ÖAMTC Smart predictions for roadside assistance
Mobility Services
ÖAMTC
Workflow Intelligence,
Data Science,
Servce Design,
Customer Experience
Waiting time is a key driver of customer satisfaction, especially in high-stress situations like a breakdown. This use case shows how we improved a critical part of the service process through targeted digitalization by focusing on the point of highest impact.

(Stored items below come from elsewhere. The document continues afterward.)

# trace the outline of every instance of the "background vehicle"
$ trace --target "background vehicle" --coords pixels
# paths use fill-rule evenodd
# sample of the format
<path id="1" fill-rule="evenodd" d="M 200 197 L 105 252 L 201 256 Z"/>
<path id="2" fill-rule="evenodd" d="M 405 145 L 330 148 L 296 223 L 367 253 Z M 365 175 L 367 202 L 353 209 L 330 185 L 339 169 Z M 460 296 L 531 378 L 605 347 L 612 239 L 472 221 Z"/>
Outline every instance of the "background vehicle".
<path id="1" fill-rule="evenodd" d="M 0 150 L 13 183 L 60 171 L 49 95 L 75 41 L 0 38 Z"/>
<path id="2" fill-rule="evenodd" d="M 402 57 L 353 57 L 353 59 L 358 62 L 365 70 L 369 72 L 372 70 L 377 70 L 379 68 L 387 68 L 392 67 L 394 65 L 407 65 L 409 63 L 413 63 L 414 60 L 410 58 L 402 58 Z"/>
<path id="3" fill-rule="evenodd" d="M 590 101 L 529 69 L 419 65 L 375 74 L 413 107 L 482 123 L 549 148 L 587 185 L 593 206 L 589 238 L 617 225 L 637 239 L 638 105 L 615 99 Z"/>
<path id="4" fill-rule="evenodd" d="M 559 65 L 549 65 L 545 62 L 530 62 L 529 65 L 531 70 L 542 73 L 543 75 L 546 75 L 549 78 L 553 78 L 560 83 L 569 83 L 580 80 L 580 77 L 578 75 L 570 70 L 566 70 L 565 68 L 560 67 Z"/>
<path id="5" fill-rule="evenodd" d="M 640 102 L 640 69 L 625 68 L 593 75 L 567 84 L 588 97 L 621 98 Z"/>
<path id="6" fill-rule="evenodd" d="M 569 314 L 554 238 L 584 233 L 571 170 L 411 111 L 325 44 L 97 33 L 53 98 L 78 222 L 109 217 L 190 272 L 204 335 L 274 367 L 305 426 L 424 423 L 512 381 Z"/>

With Workflow Intelligence, we delivered a solution that integrates seamlessly into existing operations and creates measurable value for members, employees, and decision-making.

The challenge
At ÖAMTC, waiting time estimates were manually entered in the roadside assistance dispatch system. This created additional workload for employees and limited accuracy in predicting arrival times.
The goal was clear: reduce manual effort, increase precision, and provide more reliable information to both employees and members.
Our solution
Together with ÖAMTC, we developed an AI model to predict waiting times more accurately. We deliberately focused on a specific subprocess to deliver fast, tangible results without disrupting the overall system.
Following a successful proof of concept, the solution moved into live operations. Additional real-time data was collected to continuously improve model performance. A dedicated dashboard ensures full transparency at all times.

What we achieved together
Prediction accuracy
More precise waiting time forecasts enable better-informed members.
Fleet efficiency
Planning and execution of roadside operations became more efficient.
Transparency
Model performance is visible in real time through dashboards.
Process understanding
Operational workflows and key data drivers became more transparent.